As I said before, seriously fast substructure searches. It also helps that I can build these examples via a public REST API. I’m sure there are reasons for SOAP, XML and so on. But it’s 2011. So lets help make extensions and mashups easier.
UPDATE: Yes, it’s easy to create patterns (especially with SMARTS) that DoS the server. We have some filters for excessively generic patterns; so some queries may not behave in the expected manner
My NCTT colleague, Trung Nguyen, recently announced a prototype chemical substructure search system based on fingerprint pre-screening and an efficient in-memory indexing scheme. I won’t go into the detail of the underlying pre-screen and indexing methodology (though the sources are available here). He’s provided a web interface allowing one to draw in substructure queries or specify SMILES or SMARTS patterns, and then search for substructures across a snapshot of PubChem (more than 30M structures).
It is blazingly fast.
I decided to run some benchmarks via the REST interface that he provided, using a set of 1000 SMILES derived from an in-house fragmentation of the MLSMR. The 1000 structure subset is available here. For each query structure I record the number of hits, time required for the query and the number of atoms in the query structure. The number of atoms in the query structures ranged from 8 to 132, with a median of 16 atoms.

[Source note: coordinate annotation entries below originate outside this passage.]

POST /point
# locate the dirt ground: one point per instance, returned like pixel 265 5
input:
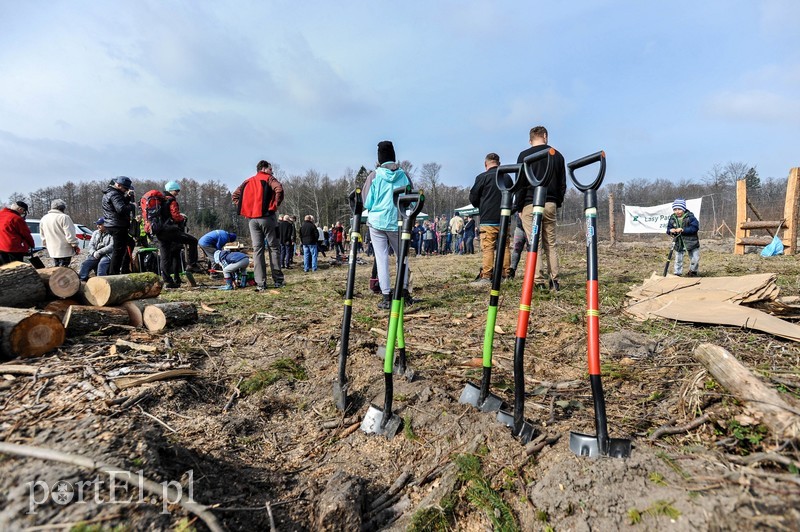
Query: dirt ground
pixel 257 437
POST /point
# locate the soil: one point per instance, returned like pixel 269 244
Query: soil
pixel 278 454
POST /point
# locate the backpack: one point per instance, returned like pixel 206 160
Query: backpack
pixel 152 204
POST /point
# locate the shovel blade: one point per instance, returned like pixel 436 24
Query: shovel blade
pixel 340 395
pixel 472 396
pixel 586 445
pixel 375 422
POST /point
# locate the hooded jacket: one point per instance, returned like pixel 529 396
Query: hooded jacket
pixel 117 208
pixel 687 240
pixel 378 195
pixel 15 237
pixel 58 234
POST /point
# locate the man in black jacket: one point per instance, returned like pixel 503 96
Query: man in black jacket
pixel 118 209
pixel 486 196
pixel 523 203
pixel 286 234
pixel 309 236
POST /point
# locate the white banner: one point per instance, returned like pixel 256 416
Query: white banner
pixel 654 219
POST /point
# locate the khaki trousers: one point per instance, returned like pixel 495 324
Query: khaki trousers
pixel 547 241
pixel 489 234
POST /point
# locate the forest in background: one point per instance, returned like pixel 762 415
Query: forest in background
pixel 207 203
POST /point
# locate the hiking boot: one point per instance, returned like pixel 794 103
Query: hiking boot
pixel 386 302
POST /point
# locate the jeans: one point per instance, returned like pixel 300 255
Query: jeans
pixel 309 257
pixel 232 267
pixel 264 233
pixel 547 240
pixel 286 255
pixel 694 261
pixel 382 241
pixel 91 264
pixel 489 235
pixel 469 246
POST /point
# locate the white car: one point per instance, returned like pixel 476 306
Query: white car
pixel 82 233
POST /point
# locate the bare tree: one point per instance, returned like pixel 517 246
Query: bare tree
pixel 429 179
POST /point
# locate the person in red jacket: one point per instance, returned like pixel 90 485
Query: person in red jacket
pixel 258 199
pixel 16 240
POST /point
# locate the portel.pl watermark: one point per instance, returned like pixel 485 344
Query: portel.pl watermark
pixel 117 487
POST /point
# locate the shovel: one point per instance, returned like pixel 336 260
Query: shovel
pixel 34 259
pixel 519 427
pixel 383 421
pixel 669 257
pixel 480 397
pixel 340 385
pixel 601 444
pixel 400 365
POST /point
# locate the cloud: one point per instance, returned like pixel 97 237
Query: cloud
pixel 141 111
pixel 756 105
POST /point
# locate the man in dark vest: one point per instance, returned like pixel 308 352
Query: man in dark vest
pixel 257 199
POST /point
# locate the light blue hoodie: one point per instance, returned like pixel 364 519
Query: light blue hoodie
pixel 379 201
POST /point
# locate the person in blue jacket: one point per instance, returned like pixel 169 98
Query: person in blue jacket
pixel 378 200
pixel 683 227
pixel 234 263
pixel 214 241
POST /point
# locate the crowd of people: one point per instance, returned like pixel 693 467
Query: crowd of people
pixel 158 221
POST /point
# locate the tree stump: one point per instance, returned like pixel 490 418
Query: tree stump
pixel 20 285
pixel 163 315
pixel 83 319
pixel 59 307
pixel 763 401
pixel 113 290
pixel 29 333
pixel 340 504
pixel 60 281
pixel 136 308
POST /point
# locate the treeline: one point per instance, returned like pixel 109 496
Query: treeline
pixel 208 205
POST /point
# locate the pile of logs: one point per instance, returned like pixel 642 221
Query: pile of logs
pixel 72 308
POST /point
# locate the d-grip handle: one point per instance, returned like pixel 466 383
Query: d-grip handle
pixel 504 180
pixel 356 201
pixel 586 161
pixel 533 179
pixel 404 200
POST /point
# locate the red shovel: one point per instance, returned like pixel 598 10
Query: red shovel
pixel 601 444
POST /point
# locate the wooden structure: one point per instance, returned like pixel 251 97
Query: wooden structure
pixel 789 223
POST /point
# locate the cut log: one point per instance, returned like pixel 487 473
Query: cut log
pixel 59 307
pixel 83 319
pixel 163 315
pixel 136 307
pixel 113 290
pixel 60 281
pixel 339 505
pixel 763 401
pixel 20 285
pixel 29 333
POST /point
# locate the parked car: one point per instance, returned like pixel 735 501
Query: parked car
pixel 82 233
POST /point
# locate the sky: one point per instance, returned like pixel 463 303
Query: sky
pixel 164 89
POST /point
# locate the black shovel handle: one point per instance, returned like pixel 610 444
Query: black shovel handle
pixel 417 197
pixel 504 180
pixel 530 160
pixel 356 201
pixel 586 161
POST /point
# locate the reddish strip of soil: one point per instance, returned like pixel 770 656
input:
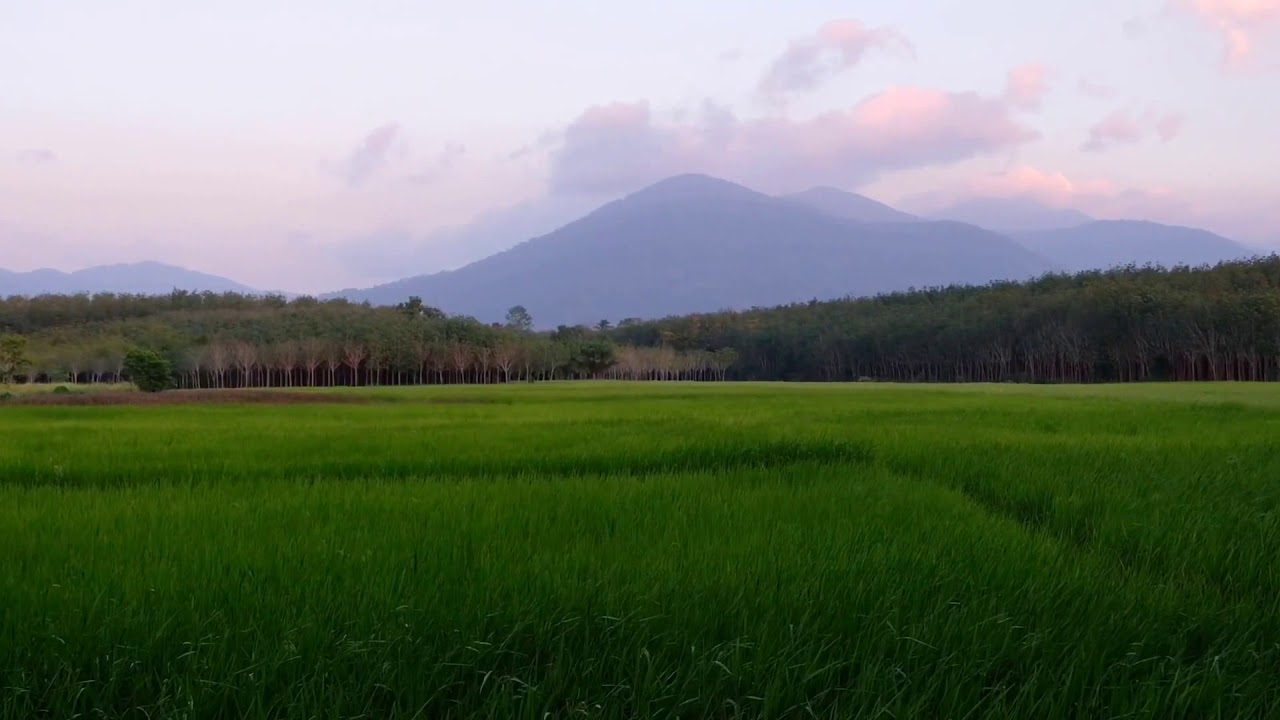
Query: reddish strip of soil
pixel 187 397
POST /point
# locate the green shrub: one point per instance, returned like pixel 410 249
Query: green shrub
pixel 149 370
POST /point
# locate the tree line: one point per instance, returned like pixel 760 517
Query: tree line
pixel 231 341
pixel 1125 324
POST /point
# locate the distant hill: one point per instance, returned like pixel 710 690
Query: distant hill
pixel 1011 214
pixel 138 278
pixel 698 244
pixel 849 205
pixel 387 254
pixel 1109 244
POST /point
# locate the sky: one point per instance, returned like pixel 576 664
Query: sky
pixel 309 146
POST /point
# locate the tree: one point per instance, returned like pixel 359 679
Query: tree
pixel 594 356
pixel 13 358
pixel 520 319
pixel 149 370
pixel 414 308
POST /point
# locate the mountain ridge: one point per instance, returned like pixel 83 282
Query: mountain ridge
pixel 147 277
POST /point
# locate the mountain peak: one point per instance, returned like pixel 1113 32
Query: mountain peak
pixel 691 186
pixel 1013 214
pixel 845 205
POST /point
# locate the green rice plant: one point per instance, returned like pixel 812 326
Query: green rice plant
pixel 608 550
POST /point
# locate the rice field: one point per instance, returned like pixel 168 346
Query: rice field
pixel 609 550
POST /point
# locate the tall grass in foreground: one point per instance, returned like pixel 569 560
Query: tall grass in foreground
pixel 613 551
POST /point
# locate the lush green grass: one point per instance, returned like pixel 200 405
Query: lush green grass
pixel 620 551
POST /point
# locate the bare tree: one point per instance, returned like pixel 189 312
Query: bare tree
pixel 311 354
pixel 245 355
pixel 352 354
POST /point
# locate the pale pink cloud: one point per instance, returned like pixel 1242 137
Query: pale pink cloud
pixel 1123 127
pixel 1027 86
pixel 1116 128
pixel 1169 126
pixel 35 156
pixel 370 155
pixel 622 146
pixel 1240 23
pixel 1093 89
pixel 837 46
pixel 1051 188
pixel 1242 218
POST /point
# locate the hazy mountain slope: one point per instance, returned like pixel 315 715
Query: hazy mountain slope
pixel 387 254
pixel 1011 214
pixel 849 205
pixel 1107 244
pixel 142 278
pixel 698 244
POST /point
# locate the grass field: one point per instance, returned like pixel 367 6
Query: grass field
pixel 648 551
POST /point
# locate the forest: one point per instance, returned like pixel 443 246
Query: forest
pixel 1127 324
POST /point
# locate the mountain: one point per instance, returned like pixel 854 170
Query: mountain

The figure below shows the distribution of hits matching the query and the time required to perform the query (on the server) for the 1000 substructures. Clearly, the bulk of the queries take less than 1 sec, even though the result set can contain more than 10,000 hits.
The figures below provide another look. On the left, I plot the number of hits versus the size of the query. As expected, the number of matches drops of with the size of the query. We also observe the expected trend between query times and the size of the result sets. Interestingly, while not a fully linear relationship, the slope of the curve is quite low. Of course, these times do not include retrieval times (the structures themselves are stored in an Oracle database and must be retrieved from there) and network transfer times.
Finally, I was also interested in getting an idea of the number of hits returned for a given size of query structure. The figure below summarizes this data, highlighting the variation in result set size for a given number of query atoms. Some of these are not valid (e.g., query structures with 35, 36, … atoms) as there were just a single query structure with that number of atoms.
Overall, very impressive. And it’s something you can play with yourself.